Though it is a much more unusual occurrence today, there was a time when companies routinely built more tactile fun into their packaging, especially when it was for a product aimed at kids. They were often producing packages that could serve as hand-puppets or boxes featuring cut-out masks or cars and playsets, allowing emptied boxes serve as toys of a sort. Talk about added value.
Such was the case when Nabisco put out a “Circus Animal Series” of Junior Mints fun-size Juniors boxes back in 1975.
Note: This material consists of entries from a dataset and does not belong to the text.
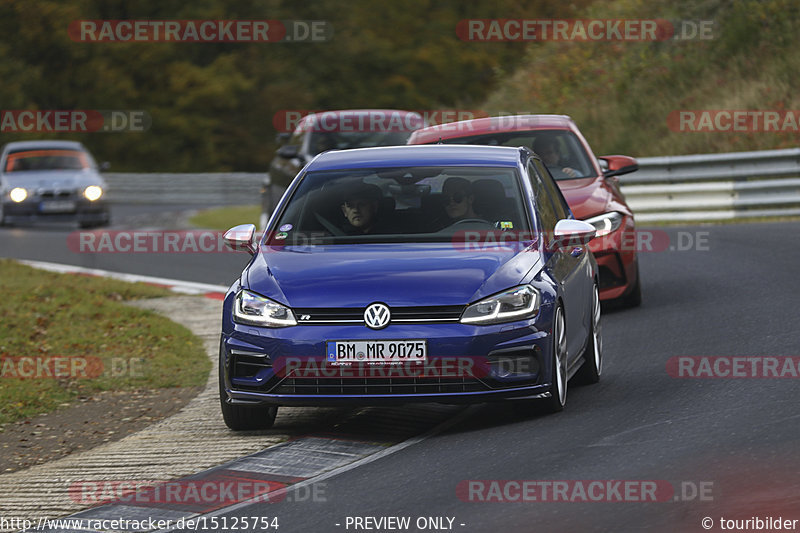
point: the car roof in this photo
(340, 113)
(430, 155)
(39, 145)
(486, 125)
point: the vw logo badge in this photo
(377, 316)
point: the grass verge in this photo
(64, 336)
(224, 218)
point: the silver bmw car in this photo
(51, 181)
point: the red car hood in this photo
(586, 196)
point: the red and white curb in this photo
(216, 292)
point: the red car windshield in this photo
(560, 150)
(46, 160)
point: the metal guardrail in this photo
(233, 188)
(709, 187)
(703, 187)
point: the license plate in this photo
(377, 351)
(57, 206)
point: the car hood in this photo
(586, 196)
(396, 274)
(49, 179)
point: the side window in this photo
(561, 208)
(547, 213)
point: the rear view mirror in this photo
(240, 238)
(569, 233)
(617, 165)
(288, 151)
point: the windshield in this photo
(321, 141)
(46, 160)
(409, 204)
(560, 150)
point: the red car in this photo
(589, 184)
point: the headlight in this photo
(18, 194)
(606, 223)
(513, 304)
(250, 308)
(93, 192)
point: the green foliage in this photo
(212, 104)
(621, 93)
(48, 317)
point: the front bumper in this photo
(466, 364)
(63, 209)
(616, 260)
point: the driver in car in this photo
(458, 199)
(360, 209)
(547, 148)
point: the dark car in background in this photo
(51, 181)
(590, 185)
(333, 130)
(464, 279)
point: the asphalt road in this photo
(727, 448)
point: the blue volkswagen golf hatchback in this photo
(435, 273)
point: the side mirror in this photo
(569, 233)
(617, 165)
(288, 151)
(241, 238)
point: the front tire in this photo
(242, 417)
(634, 298)
(593, 365)
(558, 373)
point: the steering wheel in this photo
(471, 221)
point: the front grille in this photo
(349, 315)
(61, 195)
(377, 386)
(246, 365)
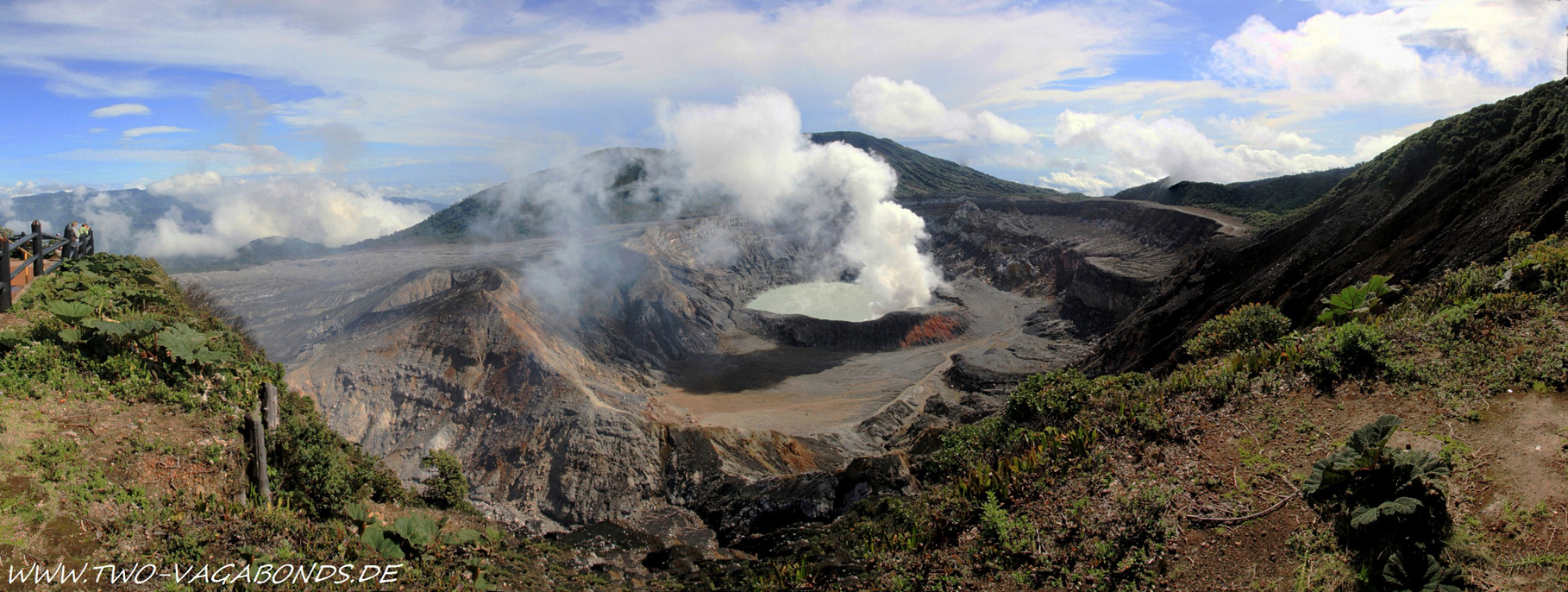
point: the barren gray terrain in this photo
(655, 385)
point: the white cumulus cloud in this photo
(908, 110)
(1370, 147)
(1170, 148)
(1429, 54)
(241, 211)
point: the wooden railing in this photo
(36, 262)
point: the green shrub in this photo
(1353, 349)
(1057, 394)
(448, 488)
(1387, 506)
(320, 471)
(1242, 327)
(1539, 268)
(1357, 302)
(1518, 242)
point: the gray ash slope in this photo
(586, 410)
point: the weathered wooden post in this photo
(270, 406)
(38, 249)
(259, 456)
(5, 289)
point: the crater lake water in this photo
(833, 300)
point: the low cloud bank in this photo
(241, 211)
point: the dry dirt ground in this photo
(1510, 481)
(809, 391)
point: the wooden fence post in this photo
(5, 291)
(259, 457)
(38, 249)
(270, 406)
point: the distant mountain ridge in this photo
(1261, 201)
(1447, 195)
(922, 173)
(621, 170)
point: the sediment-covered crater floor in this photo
(651, 382)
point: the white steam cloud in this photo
(1142, 151)
(905, 109)
(241, 211)
(755, 151)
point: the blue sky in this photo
(436, 99)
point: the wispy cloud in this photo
(905, 109)
(137, 132)
(121, 109)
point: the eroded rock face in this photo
(560, 409)
(1101, 256)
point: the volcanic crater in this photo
(636, 381)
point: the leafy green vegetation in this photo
(121, 402)
(1388, 507)
(1259, 203)
(448, 487)
(1071, 486)
(1242, 327)
(1357, 302)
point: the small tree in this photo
(448, 488)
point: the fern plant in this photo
(1357, 302)
(1387, 506)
The mid-1970’s was an era when the former Welch’s family of confections – brands like Sugar Babies, Sugar Daddy, Frappe, Pom Poms (later to be re-branded as Junior Caramels) and Junior Mints – were owned and distributed by Nabisco. At the time, a standard Junior Mints box looked like this:
Nabisco had a long history of turning their packaging into playthings (I’ll get to that in a minute) so we can assume that creating their Junior Mints “Circus Series” box was a somewhat organic idea. Here’s what they looked like:
That package contained smaller fun-size boxes and each one featured a two-sided circus cage illustration. When I acquired that large package, it included a number of the smaller boxes but there was only one design box – so I don’t know if there were other animal combinations offered. Here’s the one I have:
[Edit: After publishing this post, I came across a trade clipping describing the Nabisco “Build Your Own Circus” promotion, which this Circus Animal Series packaging was a part of. See below.]
What might not be obvious to some is that Nabisco had been doing this kind of thing with their boxes for decades. In fact, they had been making their boxes serve as circus animal cages since the early part of the 20th century through their Nabisco Barnum’s Animals brand. Here are a few I have from the 60’s-70’s era:
Interestingly, this is not the only piece of 1970’s confectionery packaging I have that purports to recreate the circus experience in cardboard. Here is a Milky Way “Pantry Pack” box featuring circus-themed punch-outs:
It would appear that the circus was a pretty popular theme back then.
I’ve covered similar play-value packaging in past articles, so I’d like to highlight some of that in today’s post. First, there’s Ferrara Pan’s Atomic Fireballs Fire Truck packaging, which is one of my all-time favorites.
And then there’s the Milk Duds Learn-to-Spell boxes (featured in my 86-year Milk Duds retrospective), a format and packaging range quite similar to the Circus Series Junior Mints release, as each small box allowed for creative fun:
So those are some other examples of this kind of packaging-as-toy concept, a concept which is rarely found today.
And yet, there are still examples that pop up every once in a while. I picked up a fantastic one just last month. It’s a Target-exclusive version cereal box for Kix and it sports a whole lot of colorful, die-cut, pop-out animal fun:
Fun stuff, and it really does warm my crafty, old-school heart to see things like this still being done from time-to-time.